The national average wage is currently at about $20 per hour. Average wages are so far gone from one end to the next, that $20 hour falls in the average wage percentile. The national average wage salary has consistently raised throughout the years. The average wages for the year 1951 and 1952 were at $2,799.16 a year, from there the average wages increased to $2,973.32. By 1960, the average wage salary was at $4,007.12. In 1970, the average wages were at $6,186.24. In 1980, the average wage salary was at $12,513.46. The average wages in 1990 was $21,027.98. By 2000, the average wages were at $32,154.82. Many are happy to see that the average wages have slowly increased each year, whether it has been by a hundred dollars, or thousands.
The average wages in the United States have most recently accounted for approximately 800 occupations. The average wage determination is based upon management positions, business and financial workers, life, physical, and social science occupations, health care staff, farming, fishing, and forestry, construction, illustration, repair, computer and mathematical sciences employees, education workers, sales and marketing staff, food industry workers, architecture and engineering staff, oil and gas workers, production and operation workers, and legal staff. The average wages have also accounted for about 400 different industries.

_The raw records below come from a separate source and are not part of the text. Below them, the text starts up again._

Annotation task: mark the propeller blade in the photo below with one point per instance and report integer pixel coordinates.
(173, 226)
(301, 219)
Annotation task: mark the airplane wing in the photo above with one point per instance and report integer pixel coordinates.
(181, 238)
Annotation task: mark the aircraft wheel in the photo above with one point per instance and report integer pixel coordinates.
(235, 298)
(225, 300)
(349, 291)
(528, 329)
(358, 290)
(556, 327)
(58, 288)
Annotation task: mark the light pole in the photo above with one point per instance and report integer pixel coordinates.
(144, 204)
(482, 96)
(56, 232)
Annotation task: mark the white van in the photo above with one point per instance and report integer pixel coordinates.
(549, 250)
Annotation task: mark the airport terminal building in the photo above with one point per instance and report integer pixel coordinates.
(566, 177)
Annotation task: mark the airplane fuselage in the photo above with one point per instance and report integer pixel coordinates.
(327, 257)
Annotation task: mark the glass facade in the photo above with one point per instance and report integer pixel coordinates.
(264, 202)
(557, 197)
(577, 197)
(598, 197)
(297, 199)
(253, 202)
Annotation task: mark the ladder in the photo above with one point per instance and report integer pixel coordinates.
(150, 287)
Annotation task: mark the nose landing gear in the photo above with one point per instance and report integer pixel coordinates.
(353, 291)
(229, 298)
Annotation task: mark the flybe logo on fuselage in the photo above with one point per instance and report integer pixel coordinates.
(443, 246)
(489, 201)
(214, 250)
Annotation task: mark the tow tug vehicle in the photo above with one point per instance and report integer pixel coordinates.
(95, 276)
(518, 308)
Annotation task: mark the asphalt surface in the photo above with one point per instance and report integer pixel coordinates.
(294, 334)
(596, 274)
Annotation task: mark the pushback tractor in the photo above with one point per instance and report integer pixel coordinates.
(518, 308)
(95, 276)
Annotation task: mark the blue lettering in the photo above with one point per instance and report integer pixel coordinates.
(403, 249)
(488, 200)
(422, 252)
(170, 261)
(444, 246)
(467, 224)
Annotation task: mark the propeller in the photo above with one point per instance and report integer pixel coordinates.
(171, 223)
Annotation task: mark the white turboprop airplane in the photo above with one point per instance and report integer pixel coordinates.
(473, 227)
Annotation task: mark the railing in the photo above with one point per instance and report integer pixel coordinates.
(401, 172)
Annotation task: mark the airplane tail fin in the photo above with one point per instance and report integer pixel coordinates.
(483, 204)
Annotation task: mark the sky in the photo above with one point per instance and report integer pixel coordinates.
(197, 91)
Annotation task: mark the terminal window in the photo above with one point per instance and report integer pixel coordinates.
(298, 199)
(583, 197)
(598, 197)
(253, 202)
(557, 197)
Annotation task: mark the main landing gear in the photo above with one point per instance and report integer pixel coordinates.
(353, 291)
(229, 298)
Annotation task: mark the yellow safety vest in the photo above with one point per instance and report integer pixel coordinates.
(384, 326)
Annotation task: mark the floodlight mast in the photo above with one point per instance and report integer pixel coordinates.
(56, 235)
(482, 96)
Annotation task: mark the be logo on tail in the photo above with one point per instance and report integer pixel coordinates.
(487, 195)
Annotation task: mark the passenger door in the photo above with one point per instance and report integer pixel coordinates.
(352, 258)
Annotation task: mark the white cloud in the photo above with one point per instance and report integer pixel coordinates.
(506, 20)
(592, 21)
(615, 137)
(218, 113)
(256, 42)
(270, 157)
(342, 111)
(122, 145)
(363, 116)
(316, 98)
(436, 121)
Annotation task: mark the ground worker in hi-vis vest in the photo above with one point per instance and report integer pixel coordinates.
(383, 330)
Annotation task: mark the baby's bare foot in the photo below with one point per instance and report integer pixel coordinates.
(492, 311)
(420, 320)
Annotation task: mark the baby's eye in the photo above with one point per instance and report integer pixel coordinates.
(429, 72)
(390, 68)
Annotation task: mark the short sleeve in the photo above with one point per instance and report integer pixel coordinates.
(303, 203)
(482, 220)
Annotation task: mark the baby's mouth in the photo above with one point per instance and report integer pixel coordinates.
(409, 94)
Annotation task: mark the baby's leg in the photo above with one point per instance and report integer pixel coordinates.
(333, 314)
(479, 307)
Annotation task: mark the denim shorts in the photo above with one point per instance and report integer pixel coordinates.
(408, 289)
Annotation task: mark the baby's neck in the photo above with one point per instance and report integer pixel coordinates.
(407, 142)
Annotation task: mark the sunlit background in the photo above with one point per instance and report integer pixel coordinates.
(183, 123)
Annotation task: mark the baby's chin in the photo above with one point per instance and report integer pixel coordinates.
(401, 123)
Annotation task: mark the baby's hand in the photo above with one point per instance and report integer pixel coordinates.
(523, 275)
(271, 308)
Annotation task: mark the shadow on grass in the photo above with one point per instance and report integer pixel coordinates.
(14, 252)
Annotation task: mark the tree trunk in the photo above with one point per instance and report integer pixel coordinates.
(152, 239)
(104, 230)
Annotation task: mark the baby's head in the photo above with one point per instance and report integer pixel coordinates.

One of the trends that came to make up the average wages of the United States is that those that worked in metropolitan areas were more inclined to add to the higher percentile of the average wages. The Brownsville-Harlingen, Texas metropolitan area had the highest average wage for the net income earning for every dollar. The average wage that was earned for every penny on the dollar was $.77. The average wage for the San Jose-San Francisco-Oakland, California, metropolitan area set a record high. The average wage for the area was higher than the national average wage of $20 an hour.